I agree with Richard. But there is also another sense in which racism leads people to underestimate the number of 'whites'. I am thinking here of the practice of counting somebody as unequivocally 'black' if their ancestry is half European and half African, or even 80% European and 20% African. If skin colour were not considered to be socially and politically significant, this would make no sense at all.
Of course there could be all kinds of differences between races, including differences in native intelligence, ability to learn, and so forth. The only significant question is whether there are such differences, and there has never been any decent reason to believe that there are.
Part of the problem here is that people often speak as if "race" is a well-defined notion, perhaps even a notion with biological significance. But it is not.

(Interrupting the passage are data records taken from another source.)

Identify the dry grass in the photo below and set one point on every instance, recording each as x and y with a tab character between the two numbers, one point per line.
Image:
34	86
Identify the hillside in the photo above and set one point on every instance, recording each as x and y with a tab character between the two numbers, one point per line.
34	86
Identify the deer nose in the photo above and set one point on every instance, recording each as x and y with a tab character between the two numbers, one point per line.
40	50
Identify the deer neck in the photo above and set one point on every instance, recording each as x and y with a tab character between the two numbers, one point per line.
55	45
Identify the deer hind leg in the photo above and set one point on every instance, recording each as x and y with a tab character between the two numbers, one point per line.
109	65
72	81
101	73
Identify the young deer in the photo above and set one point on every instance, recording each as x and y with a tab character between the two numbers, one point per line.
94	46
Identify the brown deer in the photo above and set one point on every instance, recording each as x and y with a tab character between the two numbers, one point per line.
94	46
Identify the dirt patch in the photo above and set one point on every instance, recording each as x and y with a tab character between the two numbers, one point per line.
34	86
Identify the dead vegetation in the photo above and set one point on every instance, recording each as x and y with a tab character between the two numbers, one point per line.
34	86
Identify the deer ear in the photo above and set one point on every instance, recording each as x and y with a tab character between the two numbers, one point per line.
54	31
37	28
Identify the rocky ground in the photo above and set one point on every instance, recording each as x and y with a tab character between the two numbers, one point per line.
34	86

Yes, I think we do--generally speaking. For this reason, one of the purposes of philosophical interrogation of the concept of "race" must be to undermine it. In my teaching I try to do this where possible, and in ordinary conversation I have been experimenting with either trying to avoid racial terms altogether or using "lighter-skinned" and "darker-skinned" as descriptive terms. These terms, unlike "black" or "white" are comparative and suggest gradations and continuity (which I think accurate to the biological facts of the matter). Ethnic terms like "African" are useful, too, but don't quite bear the same force of inclusion and continuity. Nevertheless, I don't think their use terribly pernicious, except when their use is exceptional. That is, using ethnic rather than racial terms may sometimes still serve to "other," separate, subordinate, etc. when members of other groups are not desgnated with ethnic terms.

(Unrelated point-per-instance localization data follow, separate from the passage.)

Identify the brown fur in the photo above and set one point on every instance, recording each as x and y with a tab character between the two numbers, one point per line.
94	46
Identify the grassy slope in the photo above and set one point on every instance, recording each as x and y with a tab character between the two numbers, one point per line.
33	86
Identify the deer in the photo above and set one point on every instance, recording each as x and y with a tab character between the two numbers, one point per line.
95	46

There are situations, however, where using the concept of race can serve morally desirable purposes. ("Using," of course, is different from "upholding.") Such cases typically involve using the concept to subvert itself. I more or less agree with Linda Alcoff's concept of "positionality," which acknowledges a certain kind of social reality to the concepts while not implying that they are fixed, natural, or necessary. Understanding this one might, for example, use the concept of "race" as it exists in some context to advance affirmative action and diversity policies, to teach black literature courses, to run anti-racism workshops, to analyze judicial decisions, to criticize housing and banking practices, to prosecute hate crimes etc. Rather than "upholding" race, these uses of it can help to eliminate it.
I do think it true, however, that improperly used--even in these sorts of contexts--using the concept can reinforce the concept. Taking steps to problematize the concept whenever while engaged in these sorts of practices, therefore, is morally advisable in order to minimze or eliminate this result.